On April 2, 2013 the government was to release the census from 1940, which had not been public for the last 72 years.  Historians and geneologists will be interested in what will be found there.  Some areas of interest will be, a) info on refugees from wars in Europe in the 1930's, b) info on the 100,000 Japanese Americans who were later relocated to internment camps after Pearl Harbor attack, c) info on the large migration of black Americans from the rural south to northern cities in search of jobs and a better life.

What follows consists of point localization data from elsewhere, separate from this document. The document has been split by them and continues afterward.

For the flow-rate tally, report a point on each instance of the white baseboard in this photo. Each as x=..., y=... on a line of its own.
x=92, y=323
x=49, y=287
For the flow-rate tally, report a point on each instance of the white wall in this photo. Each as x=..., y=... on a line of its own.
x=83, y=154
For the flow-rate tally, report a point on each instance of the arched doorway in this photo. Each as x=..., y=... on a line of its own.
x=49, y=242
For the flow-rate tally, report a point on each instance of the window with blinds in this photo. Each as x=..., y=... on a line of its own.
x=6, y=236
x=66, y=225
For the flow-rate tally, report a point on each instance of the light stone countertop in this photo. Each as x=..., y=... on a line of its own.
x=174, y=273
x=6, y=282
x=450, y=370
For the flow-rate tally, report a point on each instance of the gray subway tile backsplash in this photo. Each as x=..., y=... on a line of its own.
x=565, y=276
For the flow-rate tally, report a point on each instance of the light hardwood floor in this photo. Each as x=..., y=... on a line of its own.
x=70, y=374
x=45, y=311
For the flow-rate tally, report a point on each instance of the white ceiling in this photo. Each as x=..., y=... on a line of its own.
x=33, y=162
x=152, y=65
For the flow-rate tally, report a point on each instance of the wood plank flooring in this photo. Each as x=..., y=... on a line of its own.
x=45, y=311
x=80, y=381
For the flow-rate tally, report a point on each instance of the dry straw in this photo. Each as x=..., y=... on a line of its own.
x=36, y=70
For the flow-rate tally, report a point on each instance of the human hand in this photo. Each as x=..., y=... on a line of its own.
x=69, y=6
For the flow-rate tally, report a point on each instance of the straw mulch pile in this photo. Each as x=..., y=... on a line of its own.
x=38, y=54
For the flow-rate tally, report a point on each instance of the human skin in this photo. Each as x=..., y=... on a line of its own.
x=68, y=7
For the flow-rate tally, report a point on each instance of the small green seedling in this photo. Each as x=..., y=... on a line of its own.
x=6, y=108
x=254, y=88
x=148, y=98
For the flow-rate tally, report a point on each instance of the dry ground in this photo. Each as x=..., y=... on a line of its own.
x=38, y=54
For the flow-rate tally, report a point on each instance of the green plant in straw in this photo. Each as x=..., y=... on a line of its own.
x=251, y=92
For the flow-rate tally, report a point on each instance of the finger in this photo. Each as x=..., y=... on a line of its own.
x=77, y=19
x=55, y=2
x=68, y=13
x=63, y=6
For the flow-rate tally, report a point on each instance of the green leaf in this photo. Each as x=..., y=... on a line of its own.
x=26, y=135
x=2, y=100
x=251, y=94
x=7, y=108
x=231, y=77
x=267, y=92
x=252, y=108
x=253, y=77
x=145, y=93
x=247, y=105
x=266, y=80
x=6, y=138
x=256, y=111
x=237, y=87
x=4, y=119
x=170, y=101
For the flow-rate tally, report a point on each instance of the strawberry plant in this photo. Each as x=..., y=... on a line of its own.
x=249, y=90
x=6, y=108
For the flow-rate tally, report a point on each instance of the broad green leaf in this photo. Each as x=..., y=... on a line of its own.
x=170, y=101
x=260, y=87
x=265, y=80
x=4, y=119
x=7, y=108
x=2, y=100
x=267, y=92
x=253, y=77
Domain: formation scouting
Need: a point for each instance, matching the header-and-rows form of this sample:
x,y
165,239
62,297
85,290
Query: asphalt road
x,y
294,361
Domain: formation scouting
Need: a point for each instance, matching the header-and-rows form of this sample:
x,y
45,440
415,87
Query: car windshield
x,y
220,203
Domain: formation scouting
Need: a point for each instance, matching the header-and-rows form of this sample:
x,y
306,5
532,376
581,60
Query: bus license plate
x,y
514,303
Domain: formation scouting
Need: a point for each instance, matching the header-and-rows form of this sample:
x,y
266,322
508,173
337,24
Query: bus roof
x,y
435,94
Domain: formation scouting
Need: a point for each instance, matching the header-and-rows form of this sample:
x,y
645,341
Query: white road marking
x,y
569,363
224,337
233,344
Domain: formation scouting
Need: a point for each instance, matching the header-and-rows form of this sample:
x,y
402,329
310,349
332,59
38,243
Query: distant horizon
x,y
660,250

Historian Henry Louis Gates Jr of Harvard University has prepared a documentary for PBS entitled "Finding Your Roots" which was to air March 2, 2012.  In the case of Japanese Americans the census will paint a clearer picture of the extent of the groups community and the amount of loss suffered by those interned.   A topic interest will be the level of income of ordinary Americans at the time.  A picture printed with the article noted below shows a census worker interviewing a family of four outside a railroad car that was converted in a home.  I note this because it seems to me to be a novel way of providing housing for some in need.  The "house cars" were part of the Mohawk and Hudson RR line and the NY Central.  (could this  be a method of housing the homeless today?)  
The web site that provide these census records "will be free and open to anyone on the Internet" but these records are not "name-searchable".